Pendant ce temps, les hôpitaux de la région sont placés en état d’alerte. Les secours affluent de partout. Les bilans tombent les uns après les autres, chaque nouvelle information apportant son lot de stupeur. Et pourtant, au milieu de cette tempête humaine, un lien invisible unit les intervenants. « Ce qu’on vit à cet instant T, c’est entre nous, c’est notre histoire ».
Après sa garde, sur la route du retour, l’opératrice craque. Elle pleure au téléphone avec son mari, submergée par le stress, l’adrénaline qui retombe et les images qui ne quittent plus son esprit.
Deux héroïnes
Puis viennent les témoignages des infirmières urgentistes. Deux femmes déjà confrontées aux attentats de Bruxelles. Deux professionnelles aguerries. Pourtant, cette nuit-là les a profondément bouleversées.
Quand l’appel tombe, elles comprennent immédiatement que leurs capacités risquent d’être dépassées. Dans le véhicule d’urgence, elles changent leur manière d’intervenir. « Nous sommes sur un plan catastrophe ». Les gestes deviennent mécaniques, dictés par les procédures apprises pour les pires scénarios.
Mais rien ne prépare vraiment à ce qu’elles découvrent en haut de la rue des Canadiens.
D’abord Frédéric D’Andrea, déjà pris en charge. Puis, en redescendant, la scène entière apparaît. « C’est un carnage ». Des corps allongés partout. Le silence étrange d’un chaos figé. « C’est un chaos très calme, bizarrement ». Cette phrase résonne longtemps dans la salle, laissant derrière elle un frisson palpable.
Poste médical avancé
Une autre équipe SMUR trie déjà les victimes. Les urgentistes se répartissent les rôles sans un mot inutile. Chacun agit, porté par l’urgence absolue. Un poste médical avancé est ouvert dans le home L’Espoir. Les victimes affluent. Les décisions doivent être prises en quelques secondes. Qui sauver en priorité. Qui peut encore être aidé. Qui ne le peut plus.
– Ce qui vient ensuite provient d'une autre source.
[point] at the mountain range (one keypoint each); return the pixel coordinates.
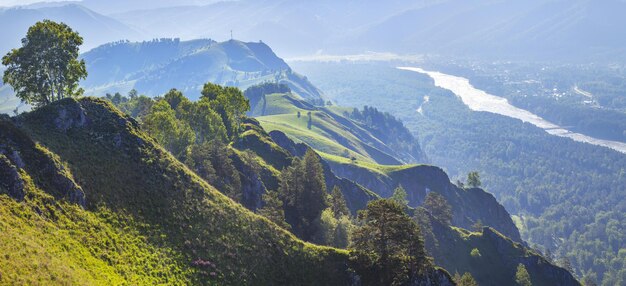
(504, 29)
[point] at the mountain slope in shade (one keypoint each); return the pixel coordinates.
(146, 218)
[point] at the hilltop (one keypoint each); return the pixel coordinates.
(87, 183)
(155, 67)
L’une des infirmières craque en évoquant ce moment. « C’est de la médecine de guerre », souffle-t-elle avec émotion. Malgré les formations, malgré l’expérience, elle avoue avoir été plus marquée par Strépy que par les attentats de Bruxelles. Cette fois, les familles étaient là. Tout près. Les regards, les supplications, les cris accompagnaient chaque décision. « Il a fallu prendre des décisions difficiles, sans même pouvoir adresser des mots, si importants ».
Sa collègue parle alors de ce sentiment d’impuissance qui l’habite encore. « Parfois, un mot change tout ». Mais cette nuit-là, il n’y avait même plus de mots possibles. Il y avait cette famille demandant de sauver Monsieur D’Andrea. Ce compagnon qui demandait pourquoi personne n’agissait encore pour Madame Gara, alors qu’un macaron noir indiquait déjà qu’il n’y avait plus rien à faire.
Une Binchoise
L’une des infirmières, originaire de Binche et profondément attachée au folklore, raconte alors le geste qui continue de la hanter : elle a dû découper un costume de gille pour tenter de sauver une victime. Pour elle, ce costume représente bien plus qu’un vêtement. Il est un symbole sacré du carnaval, du respect, de l’identité d’une ville entière. Depuis ce jour, dit-elle, elle ne regarde plus jamais le carnaval de la même manière.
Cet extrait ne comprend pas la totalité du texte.